Procédure contentieuse antérieure :

M. C... a demandé au tribunal administratif de Caen d'annuler l'arrêté du 16 février 2023 par lequel le préfet du Calvados l'a obligé à quitter le territoire français dans un délai de trente jours, a fixé le pays à destination duquel il est susceptible d'être éloigné et lui a interdit le retour sur le territoire français pour une durée d'un an.

Par un jugement n° 2300679 du 16 mai 2023, le magistrat désigné par le président du tribunal administratif de Caen a annulé la décision du 16 février 2023 fixant le pays de destination, a mis à la charge de l'Etat une somme de 1 000 euros au titre des frais liés au litige et a rejeté le surplus des conclusions de la requête.

Procédure devant la cour :

Par une requête et un mémoire, enregistrés le 9 juin 2023 et le 18 octobre 2023, le préfet du Calvados demande à la cour d'annuler les articles 2 et 3 du jugement du 16 mai 2023 du magistrat désigné par le président du tribunal administratif de Caen.

Il soutient que :

- il n'a pas entaché la décision fixant le pays de destination d'un défaut d'examen de la situation personnelle de M. C... ; la demande d'asile de ce dernier a été rejetée le 21 janvier 2022 par l'Office français de protection des réfugiés et apatrides (OFPRA), décision confirmée par la Cour nationale du droit d'asile le 24 octobre 2022 ; la demande de réexamen a également été rejetée pour irrecevabilité le 22 décembre 2022 par l'OFPRA ; la situation de M. C... a été prise en compte et ce dernier n'a pas démontré qu'il encourt un risque de traitements inhumains ou dégradants contraire à l'article 3 de la convention européenne de sauvegarde des droits de l'homme et des libertés fondamentales en cas de retour en Afghanistan ; la province de Sari-Pol n'est pas considérée comme étant dans une situation de violence aveugle à l'égard des civils ;

- les autres moyens soulevés par M. C... ne sont pas fondés.
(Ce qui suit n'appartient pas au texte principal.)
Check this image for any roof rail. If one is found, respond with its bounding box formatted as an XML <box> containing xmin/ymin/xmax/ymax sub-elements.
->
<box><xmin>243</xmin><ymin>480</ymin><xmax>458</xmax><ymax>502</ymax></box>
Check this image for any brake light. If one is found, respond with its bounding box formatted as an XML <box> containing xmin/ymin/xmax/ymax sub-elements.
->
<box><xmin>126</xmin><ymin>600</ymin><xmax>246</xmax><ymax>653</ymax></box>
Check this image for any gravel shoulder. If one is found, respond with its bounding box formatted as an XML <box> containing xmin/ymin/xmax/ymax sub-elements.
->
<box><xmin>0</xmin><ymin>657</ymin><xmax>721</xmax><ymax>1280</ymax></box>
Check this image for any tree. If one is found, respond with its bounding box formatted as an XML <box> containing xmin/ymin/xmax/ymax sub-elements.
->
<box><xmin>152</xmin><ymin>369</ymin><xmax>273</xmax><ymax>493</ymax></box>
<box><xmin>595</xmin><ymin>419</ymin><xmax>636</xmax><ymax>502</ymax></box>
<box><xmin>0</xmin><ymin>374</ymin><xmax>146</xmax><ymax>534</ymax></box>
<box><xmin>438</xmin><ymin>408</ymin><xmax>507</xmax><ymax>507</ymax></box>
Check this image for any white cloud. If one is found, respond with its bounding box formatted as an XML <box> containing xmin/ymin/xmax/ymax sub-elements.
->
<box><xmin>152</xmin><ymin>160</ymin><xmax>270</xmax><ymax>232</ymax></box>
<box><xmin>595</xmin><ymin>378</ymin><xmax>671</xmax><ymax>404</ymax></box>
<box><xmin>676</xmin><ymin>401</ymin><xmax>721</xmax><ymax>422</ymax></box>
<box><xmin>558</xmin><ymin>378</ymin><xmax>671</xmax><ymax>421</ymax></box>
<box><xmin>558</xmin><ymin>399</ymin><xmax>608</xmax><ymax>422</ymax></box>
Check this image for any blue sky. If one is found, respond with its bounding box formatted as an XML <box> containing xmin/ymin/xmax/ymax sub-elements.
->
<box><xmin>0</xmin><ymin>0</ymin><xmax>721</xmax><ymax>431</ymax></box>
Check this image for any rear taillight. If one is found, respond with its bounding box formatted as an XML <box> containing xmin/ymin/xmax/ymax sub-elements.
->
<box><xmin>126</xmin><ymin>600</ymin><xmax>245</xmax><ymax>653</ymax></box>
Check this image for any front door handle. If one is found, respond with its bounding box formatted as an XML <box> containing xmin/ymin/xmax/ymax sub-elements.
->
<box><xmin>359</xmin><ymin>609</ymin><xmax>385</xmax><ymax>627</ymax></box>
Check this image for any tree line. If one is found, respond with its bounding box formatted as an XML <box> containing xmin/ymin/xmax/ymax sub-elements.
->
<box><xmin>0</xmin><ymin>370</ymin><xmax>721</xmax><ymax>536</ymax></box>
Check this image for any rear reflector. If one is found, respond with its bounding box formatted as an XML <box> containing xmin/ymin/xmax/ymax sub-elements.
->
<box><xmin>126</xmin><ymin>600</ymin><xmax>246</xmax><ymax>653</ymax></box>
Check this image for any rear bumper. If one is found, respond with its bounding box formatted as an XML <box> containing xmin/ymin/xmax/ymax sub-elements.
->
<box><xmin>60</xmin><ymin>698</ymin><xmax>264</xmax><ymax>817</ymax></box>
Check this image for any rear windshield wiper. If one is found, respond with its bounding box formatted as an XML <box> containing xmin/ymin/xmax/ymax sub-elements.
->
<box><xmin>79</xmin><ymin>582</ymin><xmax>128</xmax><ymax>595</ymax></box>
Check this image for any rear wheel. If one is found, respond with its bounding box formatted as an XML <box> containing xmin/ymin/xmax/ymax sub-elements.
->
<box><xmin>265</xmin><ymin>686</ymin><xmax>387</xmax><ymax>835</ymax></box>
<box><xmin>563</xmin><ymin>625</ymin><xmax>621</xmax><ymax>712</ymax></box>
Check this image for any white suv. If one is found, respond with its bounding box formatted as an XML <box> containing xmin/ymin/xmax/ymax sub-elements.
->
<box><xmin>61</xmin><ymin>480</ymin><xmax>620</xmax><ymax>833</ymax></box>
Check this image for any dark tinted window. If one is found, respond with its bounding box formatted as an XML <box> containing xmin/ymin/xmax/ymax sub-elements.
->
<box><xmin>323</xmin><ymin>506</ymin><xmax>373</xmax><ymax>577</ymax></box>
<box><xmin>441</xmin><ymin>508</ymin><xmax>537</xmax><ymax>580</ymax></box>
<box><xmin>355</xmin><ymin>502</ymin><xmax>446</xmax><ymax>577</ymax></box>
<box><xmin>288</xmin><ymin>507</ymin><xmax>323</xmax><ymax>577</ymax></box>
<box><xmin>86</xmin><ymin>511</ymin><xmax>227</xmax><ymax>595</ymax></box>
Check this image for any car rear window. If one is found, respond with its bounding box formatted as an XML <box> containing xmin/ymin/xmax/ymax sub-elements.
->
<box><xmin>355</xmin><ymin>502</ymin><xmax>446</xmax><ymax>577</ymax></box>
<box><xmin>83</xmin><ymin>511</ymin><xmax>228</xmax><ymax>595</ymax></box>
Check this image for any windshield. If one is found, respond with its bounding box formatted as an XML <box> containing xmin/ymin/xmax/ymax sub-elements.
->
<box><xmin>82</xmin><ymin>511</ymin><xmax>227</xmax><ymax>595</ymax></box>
Par deux mémoires, enregistrés le 16 octobre 2023 et le 20 octobre 2023 (ce dernier n'ayant pas été communiqué), M. C..., représenté par Me Hourmand, demande à la cour :

1°) de rejeter la requête du préfet du Calvados ;

2°) par la voie de l'appel incident, d'annuler l'arrêté du 16 février 2023 en tant que le préfet du Calvados l'a obligé à quitter le territoire français et l'a interdit de retour sur le territoire ;

2°) de lui accorder le bénéfice de l'aide juridictionnelle provisoire ;

3°) de mettre à la charge de l'Etat une somme de 1 000 euros au titre des articles L. 761-1 du code de justice administrative et 37 de la loi du 10 juillet 1991.

Il soutient que :

- la décision portant obligation de quitter le territoire français est entachée d'une incompétence de son auteur et méconnaît les dispositions de l'article L. 542-1 et du b du 2° de l'article L. 542-2 du code de l'entrée et du séjour des étrangers et du droit d'asile ;

- la décision fixant le pays de destination est entachée d'une incompétence de son auteur, d'un défaut d'examen de sa situation personnelle, méconnaît les stipulations de l'article 3 de la convention européenne de sauvegarde des droits de l'homme et des libertés fondamentales et de l'article L. 721-4 du code de l'entrée et du séjour des étrangers et du droit d'asile ;

- l'interdiction de retour sur le territoire français est fondée sur des décisions illégales portant obligation de quitter le territoire français et fixant le pays de destination.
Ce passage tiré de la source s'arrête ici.